Redundant presentation of peripheral signals will thus aid detection only if the signals are processed with spare capacity or resilience. Unfortunately, existing data do not make it clear that this will be the case. Empirical data suggest that attention is weighted toward the central visual field (Carrasco, Evert, Chang, & Katz, 1995; Carrasco & Yeshurun, 1998; Wolfe, 1998), and modeling likewise suggests that elemental processing resources are denser in the central retina than in the eccentricity (Miller & Ulrich, 2003). A demanding task in the central visual field might further shift attention away from the retinal eccentricity (Leibowitz & Appelle, 1969; Reimer, 2010), engendering visual tunneling (Williams, 1985). For example, observers have higher detection thresholds for luminance probes in the visual periphery when performing a concurrent central task, with more difficult central tasks producing larger threshold increases (Leibowitz & Appelle, 1969). Similarly, accuracy on a peripheral discrimination task is higher when a concurrent central task is low in perceptual load than when it is high (Williams, 1985). Even task-irrelevant stimuli presented at fixation can interfere with processing of peripheral visual targets (Beck & Lavie, 2005; Schwartz et al., 2005). Within a peripheral redundant-target paradigm with a simultaneous central-load task, such effects might limit processing resilience of peripheral targets, reducing the magnitude of the RSE. In addition, a prominent account of dual-task performance, multiple resource theory, argues that resource competition between tasks drawing on similar processing resources will decrease performance (Wickens, 1981, 2002). According to this theory, within a dual tracking/target detection paradigm, the central tracking task may consume visual processing resources, limiting the attentional resources necessary for processing peripheral items. Based on such an effect, we would expect to see poorer efficiency when the detection task is accompanied by the central tracking task.

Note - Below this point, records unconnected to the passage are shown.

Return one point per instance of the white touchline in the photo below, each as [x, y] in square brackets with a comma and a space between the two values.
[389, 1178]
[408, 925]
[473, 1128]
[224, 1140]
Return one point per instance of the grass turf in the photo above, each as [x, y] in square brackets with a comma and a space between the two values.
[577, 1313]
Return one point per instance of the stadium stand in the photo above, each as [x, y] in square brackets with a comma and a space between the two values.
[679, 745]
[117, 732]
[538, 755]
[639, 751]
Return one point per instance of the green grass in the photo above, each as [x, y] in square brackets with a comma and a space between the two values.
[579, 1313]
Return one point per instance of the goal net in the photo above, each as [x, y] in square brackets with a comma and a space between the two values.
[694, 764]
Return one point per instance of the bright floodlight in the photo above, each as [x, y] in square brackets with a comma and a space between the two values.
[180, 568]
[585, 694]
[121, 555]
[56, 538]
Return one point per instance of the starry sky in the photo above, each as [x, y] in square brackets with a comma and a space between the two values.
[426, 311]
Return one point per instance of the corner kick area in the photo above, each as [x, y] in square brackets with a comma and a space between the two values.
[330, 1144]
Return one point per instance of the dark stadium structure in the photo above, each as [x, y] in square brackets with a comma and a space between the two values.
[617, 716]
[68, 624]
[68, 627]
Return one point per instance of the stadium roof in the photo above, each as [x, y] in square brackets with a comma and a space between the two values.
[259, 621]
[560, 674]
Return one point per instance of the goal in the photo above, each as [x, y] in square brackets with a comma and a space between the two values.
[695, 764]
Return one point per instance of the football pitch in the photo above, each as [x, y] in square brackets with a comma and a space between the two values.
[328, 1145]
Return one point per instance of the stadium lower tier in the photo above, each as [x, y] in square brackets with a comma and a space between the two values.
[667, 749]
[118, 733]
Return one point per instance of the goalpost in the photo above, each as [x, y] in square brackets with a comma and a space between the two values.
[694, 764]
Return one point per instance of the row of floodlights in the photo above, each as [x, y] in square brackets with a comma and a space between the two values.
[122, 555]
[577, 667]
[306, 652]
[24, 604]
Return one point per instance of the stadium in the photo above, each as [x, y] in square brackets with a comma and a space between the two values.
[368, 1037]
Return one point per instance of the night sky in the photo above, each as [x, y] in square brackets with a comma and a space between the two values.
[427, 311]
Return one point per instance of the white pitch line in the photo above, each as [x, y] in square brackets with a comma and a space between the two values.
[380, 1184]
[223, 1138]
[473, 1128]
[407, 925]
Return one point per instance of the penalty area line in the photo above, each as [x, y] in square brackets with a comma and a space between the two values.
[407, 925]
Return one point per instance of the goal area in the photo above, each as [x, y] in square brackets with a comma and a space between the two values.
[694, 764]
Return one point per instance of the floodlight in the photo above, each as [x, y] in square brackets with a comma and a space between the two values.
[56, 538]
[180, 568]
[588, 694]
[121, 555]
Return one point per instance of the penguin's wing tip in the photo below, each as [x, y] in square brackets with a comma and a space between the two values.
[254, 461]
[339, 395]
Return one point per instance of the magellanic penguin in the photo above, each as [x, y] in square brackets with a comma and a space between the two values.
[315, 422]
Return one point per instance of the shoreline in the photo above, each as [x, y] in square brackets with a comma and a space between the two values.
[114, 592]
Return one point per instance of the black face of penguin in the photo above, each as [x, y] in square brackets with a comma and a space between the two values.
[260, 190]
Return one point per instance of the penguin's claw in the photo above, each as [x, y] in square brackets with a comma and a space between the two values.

To test these possibilities, the current experiments assessed human performance within a dual-task paradigm pairing a central manual tracking task with a peripheral redundant-target task. We examined whether the detection of visual targets observed within a dual-task paradigm produces a redundancy gain, and if so, just how efficiently the processing compares to that of the UCIP model. In Experiments 1 and 2, we used a target detection task to assess processing resilience while performing under both single- and dual-task load. Finally, in Experiment 3, we designed stimuli to preclude parallel target processing to examine resilience within a serial model.